In collaboration with the Boston Women’s Heritage Trail, we have created a program of readings drawn from the journals, letters, books, and interviews by some of the women who lived at and visited Brook Farm. We have presented The Women of Brook at the Brook Farm Historic Site, the Loring-Greenough House and Jamaica Plain Public Library in Jamaica Plain, and the Theodore Parker Unitarian Universalist Church in West Roxbury.
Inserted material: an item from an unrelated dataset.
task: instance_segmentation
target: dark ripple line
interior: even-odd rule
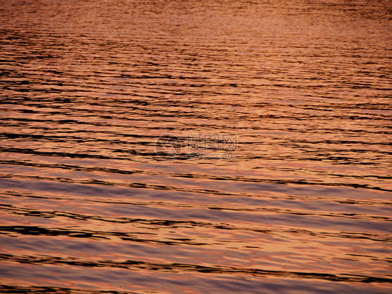
[[[19,148],[3,148],[3,147],[0,147],[0,152],[9,152],[8,150],[10,149],[11,152],[17,152],[17,150],[20,150]],[[15,150],[16,149],[16,150]],[[25,149],[22,149],[23,151],[24,151]],[[54,153],[56,154],[62,154],[63,152],[36,152],[35,150],[33,149],[27,149],[29,152],[29,154],[35,154],[36,152],[38,153],[40,155],[40,153],[49,153],[49,154],[52,154],[52,153]],[[31,152],[31,153],[30,153]],[[21,152],[21,153],[24,153],[24,152]],[[68,153],[66,154],[68,154]],[[77,154],[72,154],[73,155],[75,155],[75,157],[77,157]],[[156,155],[155,153],[153,154],[154,155]],[[86,154],[87,155],[87,154]],[[52,156],[56,156],[56,155],[52,155]],[[100,156],[99,155],[93,155],[93,156]],[[108,157],[108,156],[105,156],[105,157]],[[114,159],[113,158],[112,158],[112,159]],[[120,158],[121,159],[121,158]],[[107,158],[104,158],[104,159],[107,159]],[[115,159],[118,159],[117,158],[115,158]],[[126,159],[121,159],[123,160],[126,160]],[[14,164],[14,165],[21,165],[21,166],[36,166],[36,167],[38,167],[38,168],[61,168],[61,169],[66,169],[66,170],[77,170],[77,171],[86,171],[86,172],[93,172],[93,171],[101,171],[101,172],[110,172],[110,173],[118,173],[118,174],[124,174],[124,175],[132,175],[134,173],[144,173],[144,174],[148,174],[148,175],[169,175],[171,177],[186,177],[186,178],[194,178],[194,179],[213,179],[213,180],[222,180],[222,181],[239,181],[239,182],[257,182],[257,183],[269,183],[269,184],[282,184],[282,185],[287,185],[289,184],[299,184],[299,185],[316,185],[316,186],[347,186],[347,187],[351,187],[351,188],[354,188],[354,189],[370,189],[370,190],[378,190],[378,191],[392,191],[392,189],[384,189],[384,188],[381,188],[381,187],[377,187],[377,186],[370,186],[367,184],[356,184],[356,183],[327,183],[327,182],[318,182],[318,181],[315,181],[315,182],[310,182],[310,181],[306,181],[304,179],[252,179],[252,178],[247,178],[247,177],[220,177],[220,176],[214,176],[214,175],[196,175],[196,174],[179,174],[179,173],[160,173],[160,172],[145,172],[145,171],[141,171],[141,170],[137,170],[137,171],[128,171],[128,170],[118,170],[118,169],[112,169],[112,168],[85,168],[85,167],[82,167],[82,166],[70,166],[70,165],[51,165],[51,164],[43,164],[43,163],[26,163],[26,162],[21,162],[21,161],[0,161],[0,163],[3,163],[3,164]],[[28,176],[22,176],[22,175],[13,175],[14,177],[28,177]],[[377,176],[368,176],[368,177],[376,177]],[[0,175],[0,177],[11,177],[10,175]],[[33,177],[31,176],[31,177],[35,177],[36,179],[47,179],[47,180],[50,180],[50,181],[56,181],[56,179],[57,180],[59,180],[59,182],[72,182],[73,181],[77,181],[76,179],[70,179],[70,178],[50,178],[50,177],[39,177],[39,176],[36,176],[36,177]],[[379,177],[380,178],[380,177]],[[389,177],[383,177],[383,178],[389,178]],[[109,185],[123,185],[123,184],[121,183],[111,183],[109,182],[105,182],[105,181],[98,181],[96,179],[91,179],[91,181],[93,181],[91,182],[84,182],[82,184],[109,184]],[[142,187],[142,186],[140,185],[145,185],[143,184],[140,184],[137,187],[137,188],[140,188]],[[162,185],[149,185],[151,187],[152,186],[156,186],[156,187],[163,187],[163,186]],[[170,187],[170,189],[174,187]],[[183,191],[183,190],[178,190],[178,191]],[[188,190],[187,190],[188,191]],[[197,190],[197,191],[199,191],[199,190]],[[219,193],[219,194],[222,194],[222,195],[232,195],[230,193],[224,193],[222,191],[215,191],[215,190],[206,190],[207,191],[213,191],[213,193]]]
Through a grant from MassHumanities, we presented at the Cambridge Public Library on November 4, 2018 and at the Rozzie Square Theater in Roslindale, MA on March 9, 2019. Both presentations were followed by a community discussion.
The Progressive Status of Women at Brook Farm
Brook Farm was one of many such “communes” of that era, based on egalitarian principals and promising through its constitution that “all rights, privileges, guarantees, and obligations of members…shall be understood to belong equally to both sexes.” This was not fully realized (for example, Nathaniel Hawthorne was excused from milking cows in order to spend more time on his writing, while no women was excused from her menial labor). However, women and men received equal pay for their work, and women could be shareholders. While most of the labor divided on traditional gender lines, women worked in the fields during planting and harvest, and men could be found doing the laundry and washing dishes. It was said that during the frequent dances, clothespins would drop out of the men’s pockets. All labor was thought to be dignified.
Brook Farm women were among the first to wear pantaloons (or bloomers) for work.
Women especially found opportunities at Brook Farm for personal growth and development that were rarely available to them anywhere else in American society before the Civil War. While Brook Farmer Charles Dana may have been exaggerating when he claimed that Brook Farmers had “abolished domestic servitude,” no accounts by women have survived in which domestic responsibilities in the community are spoken of disparagingly. This is unique among the New England communities of the time.
The key reason seems to be that most Brook Farm women were single. There were only four married couples out of 70 living there in 1844. And most of the single women were young, between the ages of 16 and 22. They had chosen to be there, enjoyed the many educational, cultural and social opportunities available at the commune and in nearby Boston, and could leave whenever they wished. As Alexis de Tocqueville observed in the 1830s, single women in America were afforded considerable freedom, while married women were “confined within the narrow circle of domestic life, and their situation is in some respects one of extreme dependence.”